Thanks for your thoughts. My gender is similar to yours, and I basically agree. I want to actually have abortion rights (and repro rights and bodily autonomy in general). Whether every single public communication is phrased in a gender-neutral or gender-inclusive way is of less importance to me. It's not a big personal deal to me if a "women's clinic" calls itself such, as long as they let me (a bearded person with male-coded ID and masculine name and pronouns) make an appointment if I ever want or need one and I don't have to give them "what is a trans man?" 101. Especially since there probably isn't a "trans clinic" that provides all the same services (e.g. abortion), I need access to the "women's clinic." Moreover, cis women need access to the women's clinic. If the women's clinic can't operate—at all, for anyone—because abortion is illegal, that is the giant problem about which we must all be concerned.

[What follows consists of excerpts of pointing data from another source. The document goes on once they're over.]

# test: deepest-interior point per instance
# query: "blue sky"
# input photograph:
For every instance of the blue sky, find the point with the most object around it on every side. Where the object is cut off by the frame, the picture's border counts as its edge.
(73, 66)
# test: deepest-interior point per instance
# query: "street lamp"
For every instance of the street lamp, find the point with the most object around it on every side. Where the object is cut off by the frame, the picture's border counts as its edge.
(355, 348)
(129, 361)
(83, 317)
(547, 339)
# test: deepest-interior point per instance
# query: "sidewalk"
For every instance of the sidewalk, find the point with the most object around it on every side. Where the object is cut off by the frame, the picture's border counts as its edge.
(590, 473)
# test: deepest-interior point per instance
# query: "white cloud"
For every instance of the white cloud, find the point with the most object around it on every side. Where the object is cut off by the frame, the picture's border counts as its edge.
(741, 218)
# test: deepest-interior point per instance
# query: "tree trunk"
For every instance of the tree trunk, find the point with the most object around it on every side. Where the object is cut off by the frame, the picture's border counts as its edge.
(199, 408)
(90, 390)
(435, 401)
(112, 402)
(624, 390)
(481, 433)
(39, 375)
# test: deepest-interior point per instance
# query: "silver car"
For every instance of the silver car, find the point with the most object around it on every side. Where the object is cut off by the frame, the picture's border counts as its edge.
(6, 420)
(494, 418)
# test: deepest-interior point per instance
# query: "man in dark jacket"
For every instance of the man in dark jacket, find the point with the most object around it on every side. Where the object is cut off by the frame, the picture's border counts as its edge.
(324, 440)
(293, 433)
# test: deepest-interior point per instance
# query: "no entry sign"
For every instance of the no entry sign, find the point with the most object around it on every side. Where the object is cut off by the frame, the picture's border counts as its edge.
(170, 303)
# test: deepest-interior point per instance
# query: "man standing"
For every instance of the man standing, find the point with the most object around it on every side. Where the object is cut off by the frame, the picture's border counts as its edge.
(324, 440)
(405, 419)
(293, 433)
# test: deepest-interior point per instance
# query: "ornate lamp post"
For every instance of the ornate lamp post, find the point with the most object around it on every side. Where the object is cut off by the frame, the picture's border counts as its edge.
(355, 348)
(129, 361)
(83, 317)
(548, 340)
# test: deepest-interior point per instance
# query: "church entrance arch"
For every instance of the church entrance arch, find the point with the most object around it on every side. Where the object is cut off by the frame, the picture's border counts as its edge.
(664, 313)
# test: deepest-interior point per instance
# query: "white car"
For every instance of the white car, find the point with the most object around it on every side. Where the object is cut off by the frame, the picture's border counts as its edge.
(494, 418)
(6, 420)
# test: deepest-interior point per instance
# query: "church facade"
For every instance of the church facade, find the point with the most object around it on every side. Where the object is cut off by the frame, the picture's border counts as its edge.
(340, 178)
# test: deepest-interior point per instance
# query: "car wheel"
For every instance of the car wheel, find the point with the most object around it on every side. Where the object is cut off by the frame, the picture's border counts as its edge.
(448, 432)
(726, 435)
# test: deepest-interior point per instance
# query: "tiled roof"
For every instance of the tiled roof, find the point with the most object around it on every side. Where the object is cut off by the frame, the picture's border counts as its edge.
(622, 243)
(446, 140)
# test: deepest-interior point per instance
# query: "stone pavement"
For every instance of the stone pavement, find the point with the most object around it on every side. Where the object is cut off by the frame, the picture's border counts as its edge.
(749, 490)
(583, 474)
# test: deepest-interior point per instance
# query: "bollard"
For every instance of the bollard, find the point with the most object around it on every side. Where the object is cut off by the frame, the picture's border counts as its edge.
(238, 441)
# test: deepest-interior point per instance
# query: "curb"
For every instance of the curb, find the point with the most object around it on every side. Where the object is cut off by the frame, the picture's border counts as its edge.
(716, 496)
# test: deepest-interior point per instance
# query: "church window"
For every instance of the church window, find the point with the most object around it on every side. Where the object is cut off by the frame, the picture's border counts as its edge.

Somewhat analogously, I care little if social service agencies and hospitals have words like "Christian" or "Jewish" in their name, as long as they don't discriminate against anyone who needs their help. They have a branding challenge, and if they choose to live out that branding challenge while simultaneously doing the work to actually be inclusive, fine. They're picking their own language fight with the universe. If I'm not part of their organization, I'm not well positioned to have the argument with them about how they use language, nor does it really affect me as long as they would treat me equally. Do they know that non-religious trans people exist, and are they prepared to welcome those clients, because they've done that work? Yes? OK. Personally I'm not losing sleep over what is a non-situation for me.
When a trans person is denied abortion access because of ignorance, exclusion, etc., that's a different situation.
FYI, the Trans Journalists Association has an interesting recent Twitter thread: https://twitter.com/TransJA/status/1522215688080814081
They suggest that we can often rely on the terms "people seeking abortions," "abortion patients," "pregnant teens," etc. since those terms represent exactly that. Pregnant people and abortion-seekers have uteruses—we know that, so it doesn't need to be pointed out—and usually there's no need to identify or speculate about people's possible genders. A phrase like "women, nonbinary people, trans men, etc." might not add anything to the sentence. The association suggests it's accurate to refer to "women" when, for example, citing a study that only considered cis women, since we might not know if the study's findings would have been the same for trans men and nonbinary people. We can point out that a study of cis women produces findings only about cis women. In that case, the word "women" doesn't exclude, but rather highlights who has been excluded and therefore who isn't covered yet by our knowledge.
Similarly, I think, talking about abortion as a "women's issue" may sometimes be a way of acknowledging past discourse/realities and need not be prescriptive of future discourse/realities.